The small round breads sparkling with sugar, called Gibassiers, sitting in the case at Thorough Bread Bakery in San Francisco jolted my memory. I asked if they were made with olive oil and was told no, but with lots of butter. I bought a few to take home. They were delicious, with a taste of orange and anise and the consistency of brioche. But I was sure I had seen a version made with olive oil. A search of my French baking books let to a recipe in Raymond Clavel’s classic book, Le Goût du Pain. His version of these South of France specialties contained both shortening and olive oil. In this recipe, I’ve traded the shortening for more olive oil.

Candied orange peel is in the original recipe, but I substitute a quick version of semi-candied tangerine peels that are easier to make. They should be prepared the day before or up to a week ahead.

16 rolls


The tangerine peel:

1 ½ ounces tangerine or mandarin peel (about 1 large fruit) finely diced (reserve the rest of the fruit for another use)
1 cup (8 ounces) water
¾ cup (5 ¼ ounces) granulated cane sugar

The sponge:

¼ cup warm whole milk
1 ½ teaspoons active dry yeast
1 large egg, at room temperature
¾ cup (3 1/3 ounces) unbleached all-purpose flour

The final dough:

3 cups (14 ¼ ounces) unbleached all-purpose flour
1 ½ teaspoons fine sea salt
½ cup (3 ½ ounces) granulated cane sugar
1 tablespoon plus 1 teaspoon anise seed
¼ cup (2 ounces) warm water
1 ½ teaspoons active dry yeast
all of the sponge
2 large eggs, at room temperature
scant 2/3 cup (5 ounces) delicate extra-virgin olive oil
2 tablespoons (1 ounce) orange blossom water
the tangerine peel, drained

The glaze:

1/3 cup (2 1/3 ounces) granulated cane sugar
3 tablespoons (1 ½ ounces) unsalted butter, melted


Candy the tangerine peels:

Put the peels in a small container. Bring the water and sugar to a boil, stirring occasionally to dissolve the sugar. Pour the hot sugar syrup over the peels and cool to room temperature. Refrigerate overnight or up to a week.

Make the sponge:

Put the milk in a small bowl. Sprinkle the yeast on top and wait until it dissolves and becomes creamy, about 3 minutes. Add the egg and beat with a fork to combine. Add flour and stir to make a stiff dough.

Cover the bowl with plastic wrap and leave at room temperature until it bubbles and doubles in size, about 2 hours.

Mix the final dough:

In a medium bowl, whisk the flour, salt, sugar, and anise seeds together. Set aside.

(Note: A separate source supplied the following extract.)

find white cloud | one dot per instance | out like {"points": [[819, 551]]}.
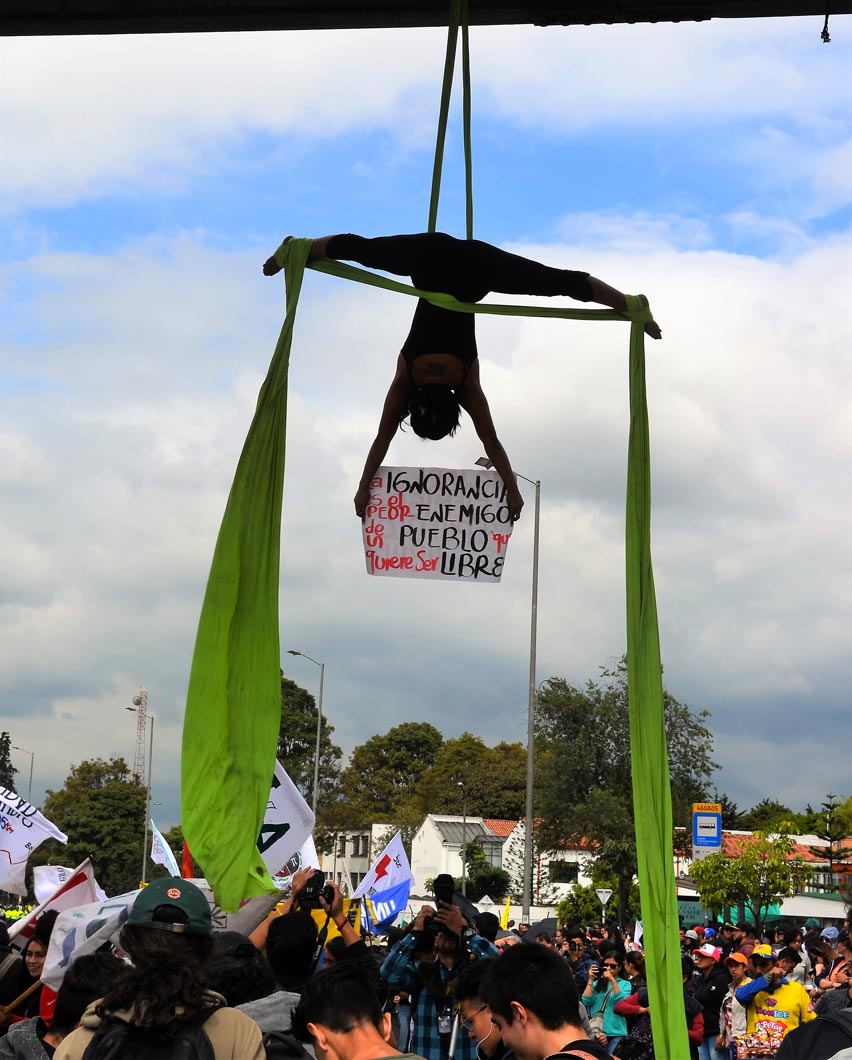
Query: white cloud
{"points": [[117, 467], [89, 116]]}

Put the water in the bowl of a stand mixer. Sprinkle the yeast on top and wait until it dissolves and becomes creamy, about 3 minutes. Scrape the sponge into the bowl. Add the eggs, olive oil, and orange blossom water. Mix on medium speed with the dough hook until the sponge breaks apart and begins to mix with the liquids. Add the flour and mix on low speed until the flour is absorbed and the dough just comes together, about 2 minutes. It will still look rough.

Turn off the mixer and let the dough rest for 20 minutes. Add the drained tangerine peel. Restart the mixer and knead on medium speed until the dough forms a ball and is elastic, about 3 minutes.

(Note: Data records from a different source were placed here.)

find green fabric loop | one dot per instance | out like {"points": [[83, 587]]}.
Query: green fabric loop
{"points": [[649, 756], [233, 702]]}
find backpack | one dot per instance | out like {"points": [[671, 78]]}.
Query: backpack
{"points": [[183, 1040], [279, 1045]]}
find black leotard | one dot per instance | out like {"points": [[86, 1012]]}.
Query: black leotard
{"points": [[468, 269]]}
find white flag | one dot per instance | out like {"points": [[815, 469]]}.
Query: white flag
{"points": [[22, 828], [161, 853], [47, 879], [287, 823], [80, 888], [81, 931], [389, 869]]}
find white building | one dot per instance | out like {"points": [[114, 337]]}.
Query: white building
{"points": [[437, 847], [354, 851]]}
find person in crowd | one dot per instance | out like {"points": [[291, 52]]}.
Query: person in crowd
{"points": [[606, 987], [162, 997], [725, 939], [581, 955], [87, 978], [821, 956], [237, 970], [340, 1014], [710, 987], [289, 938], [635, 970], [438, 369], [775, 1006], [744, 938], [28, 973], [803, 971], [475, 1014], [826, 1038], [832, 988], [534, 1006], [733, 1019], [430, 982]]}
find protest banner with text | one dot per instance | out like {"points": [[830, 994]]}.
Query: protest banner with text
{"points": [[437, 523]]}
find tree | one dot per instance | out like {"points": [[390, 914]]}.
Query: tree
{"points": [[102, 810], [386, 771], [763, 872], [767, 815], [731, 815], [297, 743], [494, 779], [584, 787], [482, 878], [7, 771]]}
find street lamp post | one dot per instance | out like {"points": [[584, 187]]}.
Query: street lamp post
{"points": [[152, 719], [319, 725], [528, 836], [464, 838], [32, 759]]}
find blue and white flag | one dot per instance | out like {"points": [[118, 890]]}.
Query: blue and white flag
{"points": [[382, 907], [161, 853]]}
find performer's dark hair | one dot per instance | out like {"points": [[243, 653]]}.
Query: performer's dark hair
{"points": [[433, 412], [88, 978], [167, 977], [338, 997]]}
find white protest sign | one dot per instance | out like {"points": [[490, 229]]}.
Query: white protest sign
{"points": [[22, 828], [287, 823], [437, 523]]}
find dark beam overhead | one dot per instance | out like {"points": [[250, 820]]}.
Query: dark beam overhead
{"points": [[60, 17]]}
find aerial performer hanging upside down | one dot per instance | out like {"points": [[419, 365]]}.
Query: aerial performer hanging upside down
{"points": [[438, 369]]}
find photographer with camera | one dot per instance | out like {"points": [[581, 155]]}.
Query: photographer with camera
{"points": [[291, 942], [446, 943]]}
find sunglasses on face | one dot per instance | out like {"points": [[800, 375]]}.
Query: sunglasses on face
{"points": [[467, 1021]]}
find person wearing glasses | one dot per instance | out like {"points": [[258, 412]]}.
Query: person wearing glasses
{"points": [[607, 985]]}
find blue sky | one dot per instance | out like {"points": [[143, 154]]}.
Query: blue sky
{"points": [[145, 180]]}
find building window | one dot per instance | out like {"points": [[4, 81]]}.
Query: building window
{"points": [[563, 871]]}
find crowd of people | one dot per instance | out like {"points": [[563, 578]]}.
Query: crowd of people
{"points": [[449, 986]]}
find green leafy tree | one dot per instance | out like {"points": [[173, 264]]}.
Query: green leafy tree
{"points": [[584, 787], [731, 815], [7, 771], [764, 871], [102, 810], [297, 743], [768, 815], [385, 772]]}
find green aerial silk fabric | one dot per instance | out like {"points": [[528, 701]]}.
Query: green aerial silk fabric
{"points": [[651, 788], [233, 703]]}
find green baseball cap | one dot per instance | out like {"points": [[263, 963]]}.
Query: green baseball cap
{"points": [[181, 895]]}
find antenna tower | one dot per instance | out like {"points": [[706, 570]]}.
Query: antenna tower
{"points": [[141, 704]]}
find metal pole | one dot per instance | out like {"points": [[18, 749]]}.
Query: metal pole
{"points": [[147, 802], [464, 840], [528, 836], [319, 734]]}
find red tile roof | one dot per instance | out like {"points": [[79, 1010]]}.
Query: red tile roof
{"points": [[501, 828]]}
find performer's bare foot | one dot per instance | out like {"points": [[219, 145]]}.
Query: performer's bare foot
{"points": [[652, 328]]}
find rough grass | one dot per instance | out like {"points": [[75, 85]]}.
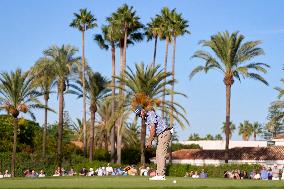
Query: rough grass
{"points": [[135, 182]]}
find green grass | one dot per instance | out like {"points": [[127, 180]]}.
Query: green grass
{"points": [[135, 182]]}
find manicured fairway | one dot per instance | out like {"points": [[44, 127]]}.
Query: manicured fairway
{"points": [[135, 182]]}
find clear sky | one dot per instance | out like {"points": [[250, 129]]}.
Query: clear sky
{"points": [[28, 27]]}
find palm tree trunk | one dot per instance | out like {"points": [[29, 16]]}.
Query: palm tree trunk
{"points": [[254, 136], [172, 99], [165, 71], [119, 140], [228, 107], [45, 126], [60, 125], [84, 96], [142, 145], [106, 141], [112, 135], [155, 50], [92, 122], [15, 123]]}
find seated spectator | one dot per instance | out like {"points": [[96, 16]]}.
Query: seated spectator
{"points": [[7, 174], [236, 174], [100, 171], [41, 173], [188, 174], [195, 175], [257, 176], [91, 172], [109, 169], [71, 172], [132, 171], [33, 173], [229, 174], [269, 173], [245, 175], [83, 172], [143, 171], [203, 174], [264, 174], [56, 172], [275, 172], [152, 173], [26, 173]]}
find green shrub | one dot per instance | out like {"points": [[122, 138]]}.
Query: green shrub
{"points": [[179, 170]]}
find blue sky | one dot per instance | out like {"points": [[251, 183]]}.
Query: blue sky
{"points": [[28, 27]]}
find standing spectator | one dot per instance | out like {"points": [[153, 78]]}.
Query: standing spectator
{"points": [[264, 174], [275, 172]]}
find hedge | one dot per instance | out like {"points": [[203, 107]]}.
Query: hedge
{"points": [[179, 170]]}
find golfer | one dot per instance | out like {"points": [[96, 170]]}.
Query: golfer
{"points": [[159, 129]]}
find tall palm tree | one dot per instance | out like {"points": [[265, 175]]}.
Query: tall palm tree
{"points": [[245, 130], [44, 79], [18, 95], [63, 61], [145, 87], [153, 30], [179, 28], [127, 21], [256, 129], [232, 128], [96, 88], [232, 58], [83, 22], [110, 38], [166, 33]]}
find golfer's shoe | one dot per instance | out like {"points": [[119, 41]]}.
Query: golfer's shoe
{"points": [[158, 178]]}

Remove the bowl from the mixer, remove the dough hook, and cover the bowl with plastic wrap. Leave at room temperature until the dough doubles, about 2 hours.

Shape the rolls:

Line two baking pans with parchment paper.

Turn the dough out onto floured work surface. This is a soft, somewhat sticky dough, so use sufficient flour to manipulate it. Divide the dough into 16 equal pieces. Shape the pieces into balls and place them on the baking pans 4 inch apart, 8 on each pan.

Slide each pan into a large plastic bag, shake the top of the bag a few times to introduce air so it doesn’t stick to the dough, and tie the ends closed. Leave at room temperature until the rolls double, about 1 ½ hours.

Bake and glaze the rolls:

Position two racks in the oven and preheat it to 350°F.

Remove the pans from the plastic bags. Bake, switching shelves and rotating the pans 180 degrees halfway through the baking time, until the rolls are brown and sound hollow when thumped on the bottom, 20 to 25 minutes.

Put the sugar for the glaze into a small bowl. Have the melted butter handy.

As soon as you can pick up the rolls, brush them with melted butter and upend them one at a time into the bowl of sugar, shaking the bowl so the sugar adheres to the top and sides.

Put the rolls right side up on a rack to cool.